Well, this summer I’m bringing soup back. Not just because old people are actually awesome, but also because I’ve found that soups are a freaking delicious and healthy way to use my garden bounty. Take this recipe, for example: almost every single ingredient was fresh from the garden, it was easy to make, we froze the extra in portion-sized containers, and- most importantly- it was so tasty. I’m talking licking-the-bowl-after tasty. Why don’t you try it for yourself and see? Be part of the Soup Appreciation Movement!

You will need:

  • 2 tablespoons butter
  • 2 onions, chopped
  • 1 clove garlic, minced
  • 5 cups chicken broth
  • 2 cups diced carrots
  • 1 1/2 cups diced turnips (or more carrots, if you don’t have or can’t stand turnips)
  • 3 cups diced potatoes
  • 1 teaspoon of equal parts basil, thyme and rosemary from the garden (or 1 tsp italian seasoning if you’re too lazy to go collect them!)
  • 1 bay leaf
  • cumin, to taste
  • salt and pepper, to taste
And here’s what you do:
  • Saute onions & garlic in butter until tender.
  • Add chicken broth, carrots, turnips, potatoes, herbs and bay leaf.
  • Simmer until vegetables are very tender (about 30 minutes or longer, if you want more flavour).
  • Discard bay leaf.
  • Season with salt, pepper and cumin to taste.
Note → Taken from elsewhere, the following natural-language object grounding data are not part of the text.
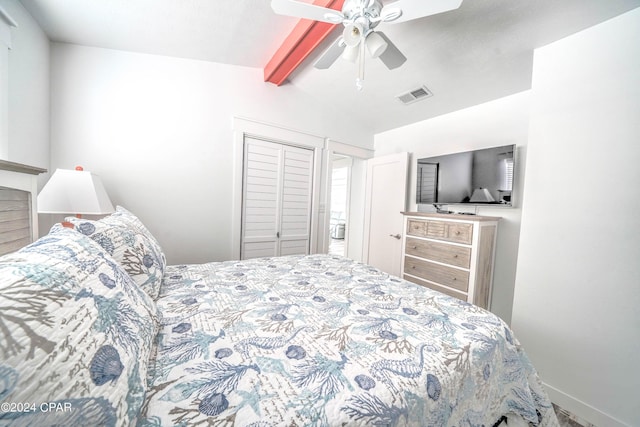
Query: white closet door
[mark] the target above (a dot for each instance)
(276, 199)
(296, 201)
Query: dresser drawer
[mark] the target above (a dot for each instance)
(450, 231)
(417, 228)
(447, 291)
(448, 276)
(459, 256)
(441, 230)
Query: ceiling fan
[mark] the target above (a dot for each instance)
(360, 18)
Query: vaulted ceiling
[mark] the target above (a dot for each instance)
(479, 52)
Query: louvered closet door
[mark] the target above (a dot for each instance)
(276, 199)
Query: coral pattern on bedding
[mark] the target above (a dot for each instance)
(75, 332)
(129, 242)
(324, 341)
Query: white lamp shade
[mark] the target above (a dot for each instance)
(376, 45)
(481, 195)
(74, 192)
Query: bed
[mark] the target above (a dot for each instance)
(101, 326)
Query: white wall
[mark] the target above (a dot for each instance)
(159, 131)
(577, 301)
(28, 90)
(501, 122)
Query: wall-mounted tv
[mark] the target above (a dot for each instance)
(478, 177)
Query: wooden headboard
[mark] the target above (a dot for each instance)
(18, 210)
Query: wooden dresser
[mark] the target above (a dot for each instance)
(451, 253)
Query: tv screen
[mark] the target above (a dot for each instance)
(476, 177)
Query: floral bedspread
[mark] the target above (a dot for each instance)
(323, 341)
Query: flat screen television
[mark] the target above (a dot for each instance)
(478, 177)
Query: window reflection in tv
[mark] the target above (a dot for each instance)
(482, 176)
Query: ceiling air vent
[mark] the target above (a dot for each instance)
(414, 95)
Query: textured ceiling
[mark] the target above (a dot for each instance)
(479, 52)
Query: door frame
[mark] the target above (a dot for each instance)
(357, 154)
(243, 127)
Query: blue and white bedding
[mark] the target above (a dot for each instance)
(96, 330)
(324, 341)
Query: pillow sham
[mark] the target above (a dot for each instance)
(76, 336)
(124, 237)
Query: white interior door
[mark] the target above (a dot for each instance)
(385, 199)
(276, 203)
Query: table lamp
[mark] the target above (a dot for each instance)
(74, 192)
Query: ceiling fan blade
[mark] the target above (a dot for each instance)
(414, 9)
(330, 55)
(391, 57)
(306, 11)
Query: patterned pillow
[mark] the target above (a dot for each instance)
(76, 335)
(131, 244)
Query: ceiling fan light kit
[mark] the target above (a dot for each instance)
(360, 18)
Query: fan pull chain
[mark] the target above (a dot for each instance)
(361, 56)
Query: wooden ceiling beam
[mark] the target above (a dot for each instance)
(305, 37)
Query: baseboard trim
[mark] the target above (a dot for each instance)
(582, 409)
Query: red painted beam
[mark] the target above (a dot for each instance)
(304, 38)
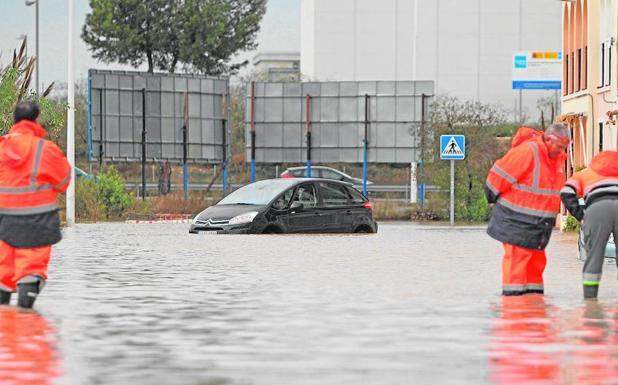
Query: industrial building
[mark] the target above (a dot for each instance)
(465, 46)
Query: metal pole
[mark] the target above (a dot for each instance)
(224, 156)
(365, 144)
(252, 132)
(101, 131)
(185, 171)
(452, 193)
(414, 39)
(308, 127)
(521, 108)
(413, 182)
(143, 143)
(70, 197)
(422, 162)
(38, 74)
(88, 116)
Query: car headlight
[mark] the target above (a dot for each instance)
(194, 221)
(243, 218)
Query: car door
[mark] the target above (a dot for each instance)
(355, 213)
(334, 203)
(307, 218)
(279, 210)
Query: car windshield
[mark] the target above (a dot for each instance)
(259, 193)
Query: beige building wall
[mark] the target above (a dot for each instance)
(589, 84)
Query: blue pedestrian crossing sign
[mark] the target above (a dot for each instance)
(452, 147)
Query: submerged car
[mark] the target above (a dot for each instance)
(303, 205)
(322, 172)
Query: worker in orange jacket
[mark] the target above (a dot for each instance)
(32, 172)
(598, 185)
(524, 187)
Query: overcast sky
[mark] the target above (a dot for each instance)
(280, 31)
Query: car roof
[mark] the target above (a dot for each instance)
(296, 181)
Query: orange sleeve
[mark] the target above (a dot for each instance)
(574, 185)
(55, 168)
(511, 168)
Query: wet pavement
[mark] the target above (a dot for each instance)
(152, 304)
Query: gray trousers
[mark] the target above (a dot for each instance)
(600, 220)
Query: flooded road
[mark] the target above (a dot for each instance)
(152, 304)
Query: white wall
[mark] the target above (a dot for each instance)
(466, 46)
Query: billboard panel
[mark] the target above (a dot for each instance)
(537, 70)
(117, 115)
(280, 114)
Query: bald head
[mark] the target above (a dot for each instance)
(557, 138)
(558, 130)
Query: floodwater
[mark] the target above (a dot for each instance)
(152, 304)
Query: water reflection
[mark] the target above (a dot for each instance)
(28, 354)
(534, 343)
(524, 336)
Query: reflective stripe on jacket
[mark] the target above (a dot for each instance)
(525, 185)
(598, 181)
(32, 171)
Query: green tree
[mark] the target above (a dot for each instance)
(201, 35)
(14, 87)
(132, 32)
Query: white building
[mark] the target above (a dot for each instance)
(465, 46)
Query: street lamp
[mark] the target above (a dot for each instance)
(36, 3)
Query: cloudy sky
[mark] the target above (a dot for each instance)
(280, 31)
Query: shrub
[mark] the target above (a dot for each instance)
(571, 224)
(111, 193)
(87, 203)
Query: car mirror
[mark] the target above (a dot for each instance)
(296, 206)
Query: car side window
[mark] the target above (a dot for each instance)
(334, 195)
(357, 197)
(282, 202)
(306, 195)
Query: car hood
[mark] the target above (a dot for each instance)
(225, 212)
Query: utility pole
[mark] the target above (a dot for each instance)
(36, 4)
(70, 214)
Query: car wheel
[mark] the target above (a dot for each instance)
(580, 246)
(363, 229)
(272, 230)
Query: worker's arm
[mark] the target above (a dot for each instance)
(55, 168)
(508, 170)
(570, 194)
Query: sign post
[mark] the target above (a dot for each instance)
(452, 147)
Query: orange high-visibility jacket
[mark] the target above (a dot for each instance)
(32, 171)
(525, 186)
(598, 181)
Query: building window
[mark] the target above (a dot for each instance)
(572, 72)
(585, 68)
(609, 65)
(602, 65)
(579, 69)
(566, 75)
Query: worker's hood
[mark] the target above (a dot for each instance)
(525, 134)
(15, 147)
(605, 163)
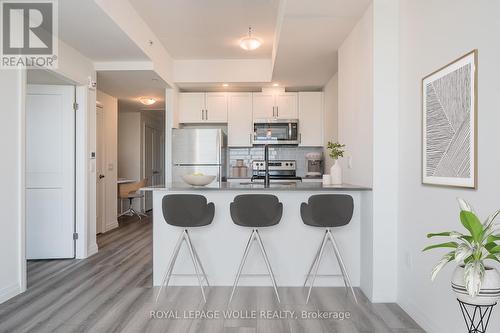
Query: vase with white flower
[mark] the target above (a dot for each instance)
(475, 281)
(336, 150)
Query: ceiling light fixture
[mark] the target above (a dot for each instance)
(147, 100)
(249, 42)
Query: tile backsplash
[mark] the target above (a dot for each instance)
(275, 153)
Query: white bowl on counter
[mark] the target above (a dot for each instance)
(198, 180)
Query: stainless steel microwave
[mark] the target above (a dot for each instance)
(276, 131)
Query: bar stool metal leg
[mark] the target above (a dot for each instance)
(242, 263)
(342, 266)
(315, 260)
(168, 272)
(325, 239)
(191, 252)
(255, 237)
(269, 269)
(196, 262)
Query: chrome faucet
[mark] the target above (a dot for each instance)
(266, 160)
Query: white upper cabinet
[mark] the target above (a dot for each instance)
(286, 106)
(191, 107)
(277, 106)
(216, 107)
(263, 106)
(239, 124)
(203, 107)
(311, 119)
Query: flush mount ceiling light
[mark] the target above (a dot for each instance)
(147, 100)
(249, 42)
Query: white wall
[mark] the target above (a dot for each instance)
(330, 130)
(355, 105)
(12, 180)
(110, 136)
(433, 33)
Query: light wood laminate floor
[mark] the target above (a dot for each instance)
(111, 292)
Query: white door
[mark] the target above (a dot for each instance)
(311, 118)
(263, 106)
(191, 107)
(239, 122)
(50, 172)
(100, 171)
(286, 106)
(216, 108)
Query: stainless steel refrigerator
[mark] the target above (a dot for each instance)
(199, 150)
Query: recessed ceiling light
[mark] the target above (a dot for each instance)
(249, 42)
(147, 100)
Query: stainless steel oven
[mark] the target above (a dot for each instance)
(276, 131)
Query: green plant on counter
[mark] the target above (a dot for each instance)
(470, 249)
(336, 150)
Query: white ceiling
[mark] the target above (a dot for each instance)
(210, 29)
(310, 37)
(85, 27)
(129, 86)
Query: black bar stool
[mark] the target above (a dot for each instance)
(186, 211)
(256, 211)
(328, 211)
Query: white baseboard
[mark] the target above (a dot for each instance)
(421, 318)
(92, 250)
(9, 292)
(111, 225)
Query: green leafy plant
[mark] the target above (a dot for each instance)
(470, 249)
(336, 150)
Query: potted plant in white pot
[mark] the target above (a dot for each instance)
(474, 281)
(336, 151)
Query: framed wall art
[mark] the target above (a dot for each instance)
(449, 124)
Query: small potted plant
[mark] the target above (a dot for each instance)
(336, 150)
(474, 281)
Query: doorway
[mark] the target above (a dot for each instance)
(153, 161)
(50, 167)
(100, 171)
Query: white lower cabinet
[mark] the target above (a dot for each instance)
(311, 119)
(239, 122)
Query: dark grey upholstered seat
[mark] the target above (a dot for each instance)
(256, 210)
(327, 210)
(187, 210)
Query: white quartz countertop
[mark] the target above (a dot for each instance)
(232, 186)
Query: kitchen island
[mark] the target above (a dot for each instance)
(290, 245)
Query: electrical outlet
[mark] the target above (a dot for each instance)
(408, 260)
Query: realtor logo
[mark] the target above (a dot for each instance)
(29, 33)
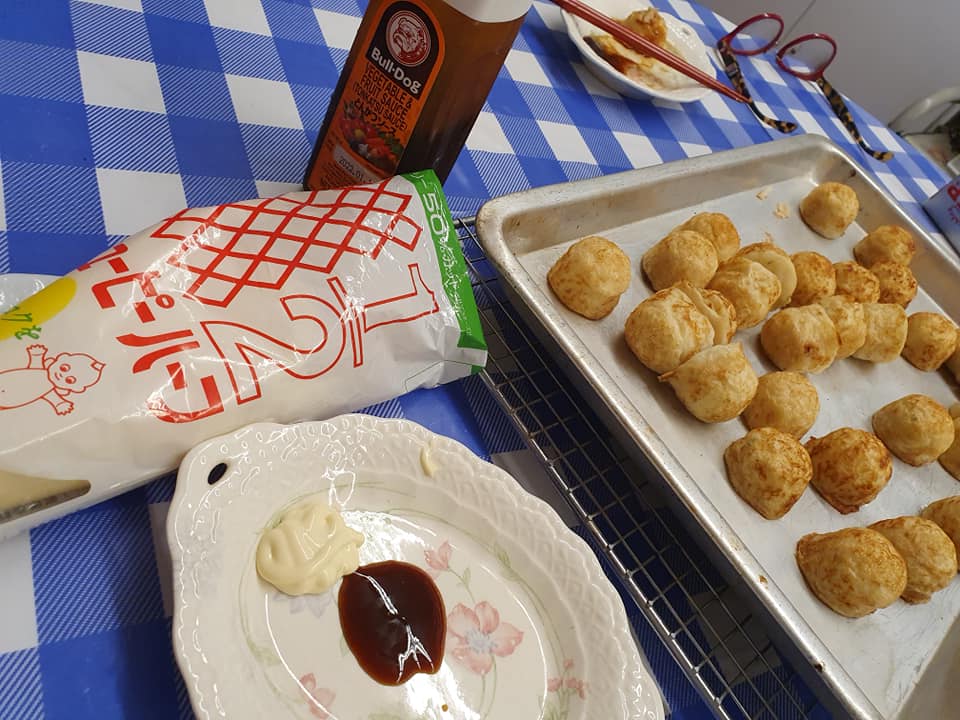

This soup is especially tasty when served with homemade Farmhouse Crackers- the recipe is very beautifully provided for you at Feather and Anchor.

 The soup is a variation of a recipe posted by Leigh561 at GroupRecipes.

Life-Altering Roasted Cherry Tomatoes

If you’re like me, you have more cherry tomatoes than you know what to do with right now. The squirrels chew them all if I get lazy and leave them on the plant for too long, so what to do with them? I’ll tell you what. Prepare for your whole world to change.

These are delicious straight out of the oven and make your house smell like heaven. They can be eaten as a snack (I brought out a plate for guests recently and they were woofed up with many a compliment) or added into soups, salads, pasta, antipasto, bruschetta, or whatever else you can think of. I brought Gabe some at work, still hot from the oven, and it made me feel like Santa Of The Workplace.

Roasted Cherry Tomato Recipe

  • Cherry tomatoes (several)
  • Olive oil (about 2 tablespoons)
  • Balsamic vinegar (a big splash or 2)
  • Fresh garlic (a few cloves, minced)
  • Course salt and fresh ground pepper (to taste)
  • Fresh rosemary (a few sprigs, minced)
  1. Preheat oven to 350F; line a cookie sheet with tinfoil.
  2. Wash and de-stem cherry tomatoes. Cut in half and place in large mixing bowl.
  3. Add the other ingredients and toss.
  4. Place the tomatoes, cut-side-up, on the cookie sheet.
  5. Place cookie sheet on the middle tray in oven, rotating the tray every one in a while, for about 60-75 minutes or until most of the liquid is gone.

ENJOYING YOUR CHERRY TOMATOES THROUGH THE WINTER: The best thing is that these little beauties can be saved to cheer you up in the dark dregs of January. When they’re done and cooled, place the whole tray into the freezer. Later, you can pluck each tomato off, collect them in a freezer bag, and throw them in your freezer-  this lets you take out little handfuls through the year as needed.